A forbearance agreement can have a variety of terms including, but not limited to, the following:

  • additional financial reporting on a monthly or weekly basis;
  • preparation of a cash flow projection for an extended period that will be updated on a rolling basis with actual results from the borrower’s operations;
  • confirmation that priority payables (including certain taxes employee wages) have been paid and continue to be paid by the borrower;
  • agreement not to seek creditor protection or if creditor protections are obtained, the lender will be an unaffected creditor in any restructuring proceeding;
  • requirement that the borrower engage and work with a financial adviser to provide additional information regarding its assets and operations. The financial adviser will normally have the ability to report directly to the lender on the outcome of its analysis regarding the current financial circumstances of the borrower;
  • lender may also look to obtain additional security (from the borrower or a guarantor) or identify and correct any deficiencies in its security over the borrower’s assets;
  • lender may require during the forbearance term that the borrower commence a solicitation, investment and/or sale process for the re-financing or sale of some or all of its assets. This process can be beneficial for both the borrower and the lender to test the market for the sale and/or ability of the borrower to refinance its operations as a going concern; or
  • provide for a form of consent receivership order or consent judgments to be executed by the borrower or any guarantors that may be relied upon by the lender if a forbearance terminating event occurs.

All of these provisions will assist the lender in being able to appreciate the current financial situation of a borrower, assess the value of its security as well as understand some of the challenges the borrower will face in the short-term, including any potential additional cash requirements that may be necessary for the borrower to continue to operate its business.

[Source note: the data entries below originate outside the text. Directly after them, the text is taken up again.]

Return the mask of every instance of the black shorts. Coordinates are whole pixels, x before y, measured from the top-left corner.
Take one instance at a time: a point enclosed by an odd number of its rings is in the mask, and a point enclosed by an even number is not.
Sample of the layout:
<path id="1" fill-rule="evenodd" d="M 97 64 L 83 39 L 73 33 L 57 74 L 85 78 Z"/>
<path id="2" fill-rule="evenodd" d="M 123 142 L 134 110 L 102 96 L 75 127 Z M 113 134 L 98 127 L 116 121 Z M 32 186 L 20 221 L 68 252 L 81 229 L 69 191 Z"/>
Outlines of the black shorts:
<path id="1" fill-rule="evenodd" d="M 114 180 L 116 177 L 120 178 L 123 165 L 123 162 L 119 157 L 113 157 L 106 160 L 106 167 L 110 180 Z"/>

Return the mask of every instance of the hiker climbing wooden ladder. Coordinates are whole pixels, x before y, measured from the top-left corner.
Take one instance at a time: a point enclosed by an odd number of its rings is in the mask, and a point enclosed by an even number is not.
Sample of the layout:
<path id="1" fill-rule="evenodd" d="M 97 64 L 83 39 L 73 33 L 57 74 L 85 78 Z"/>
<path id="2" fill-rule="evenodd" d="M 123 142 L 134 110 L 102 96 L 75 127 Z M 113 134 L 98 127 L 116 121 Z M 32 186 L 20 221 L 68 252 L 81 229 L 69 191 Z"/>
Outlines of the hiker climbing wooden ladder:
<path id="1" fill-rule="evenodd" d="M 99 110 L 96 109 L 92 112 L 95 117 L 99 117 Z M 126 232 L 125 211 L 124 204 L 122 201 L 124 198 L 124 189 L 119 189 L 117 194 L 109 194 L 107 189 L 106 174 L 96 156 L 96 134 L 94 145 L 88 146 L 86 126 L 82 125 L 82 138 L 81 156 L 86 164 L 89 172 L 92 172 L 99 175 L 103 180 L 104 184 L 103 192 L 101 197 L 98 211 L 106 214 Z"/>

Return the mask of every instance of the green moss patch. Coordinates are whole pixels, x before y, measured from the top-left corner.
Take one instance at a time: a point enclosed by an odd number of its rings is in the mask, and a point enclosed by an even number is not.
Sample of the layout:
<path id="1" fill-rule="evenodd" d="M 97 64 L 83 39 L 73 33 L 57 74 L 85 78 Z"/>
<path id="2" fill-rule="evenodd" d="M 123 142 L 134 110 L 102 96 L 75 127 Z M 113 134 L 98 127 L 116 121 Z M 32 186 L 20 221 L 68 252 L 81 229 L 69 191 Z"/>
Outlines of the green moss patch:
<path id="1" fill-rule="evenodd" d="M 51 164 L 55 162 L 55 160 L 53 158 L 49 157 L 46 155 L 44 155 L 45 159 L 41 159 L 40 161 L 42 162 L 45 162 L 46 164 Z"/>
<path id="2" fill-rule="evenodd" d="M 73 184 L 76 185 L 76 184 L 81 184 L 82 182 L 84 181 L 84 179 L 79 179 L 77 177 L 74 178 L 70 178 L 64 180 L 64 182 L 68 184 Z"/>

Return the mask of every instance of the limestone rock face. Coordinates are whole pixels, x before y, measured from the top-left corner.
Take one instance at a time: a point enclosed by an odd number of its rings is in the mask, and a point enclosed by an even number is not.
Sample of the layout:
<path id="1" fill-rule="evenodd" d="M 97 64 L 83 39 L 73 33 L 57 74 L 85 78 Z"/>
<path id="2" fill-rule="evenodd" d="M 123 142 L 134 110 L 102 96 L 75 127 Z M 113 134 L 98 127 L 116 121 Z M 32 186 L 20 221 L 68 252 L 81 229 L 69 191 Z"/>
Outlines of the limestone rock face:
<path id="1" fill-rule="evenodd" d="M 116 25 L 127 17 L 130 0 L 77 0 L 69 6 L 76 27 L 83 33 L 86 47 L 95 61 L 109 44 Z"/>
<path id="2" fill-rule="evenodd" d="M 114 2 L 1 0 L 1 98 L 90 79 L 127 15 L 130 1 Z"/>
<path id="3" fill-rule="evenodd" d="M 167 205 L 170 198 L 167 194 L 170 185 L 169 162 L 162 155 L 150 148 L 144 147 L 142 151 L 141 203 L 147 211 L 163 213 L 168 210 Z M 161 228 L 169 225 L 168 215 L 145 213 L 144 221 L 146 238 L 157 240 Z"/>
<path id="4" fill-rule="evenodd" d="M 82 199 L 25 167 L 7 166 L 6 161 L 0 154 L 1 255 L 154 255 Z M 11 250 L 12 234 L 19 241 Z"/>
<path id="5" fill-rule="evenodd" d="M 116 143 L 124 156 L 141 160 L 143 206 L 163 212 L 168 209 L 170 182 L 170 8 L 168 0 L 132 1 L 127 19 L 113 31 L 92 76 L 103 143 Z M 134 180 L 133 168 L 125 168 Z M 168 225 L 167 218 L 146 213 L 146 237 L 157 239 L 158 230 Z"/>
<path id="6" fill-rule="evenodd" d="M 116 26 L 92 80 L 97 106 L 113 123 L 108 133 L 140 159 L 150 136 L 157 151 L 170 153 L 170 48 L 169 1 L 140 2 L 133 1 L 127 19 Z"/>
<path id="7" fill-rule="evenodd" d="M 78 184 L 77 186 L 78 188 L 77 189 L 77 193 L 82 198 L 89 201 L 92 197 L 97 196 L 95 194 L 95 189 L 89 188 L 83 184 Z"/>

For borrowers, entering into a forbearance agreement with the lender will provide additional time in order to try and stabilize its business operations, seek alternative solutions to try and remedy any sources of financial distress or facilitate a transaction to sell some or all of its assets outside of a formal restructuring proceeding.

We foresee many difficult and challenging circumstances arising from the spread of the COVID-19 virus on both borrowers and lenders. In this article we have attempted to outline some of the options available to both borrowers and lenders when a default occurs under a credit agreement try and mitigate the impacts of these uncertain economic conditions.

Note: This article is of a general nature only and is not exhaustive of all possible legal rights or remedies. In addition, laws may change over time and should be interpreted only in the context of particular circumstances such that these materials are not intended to be relied upon or taken as legal advice or opinion. Readers should consult a legal professional for specific advice in any particular situation.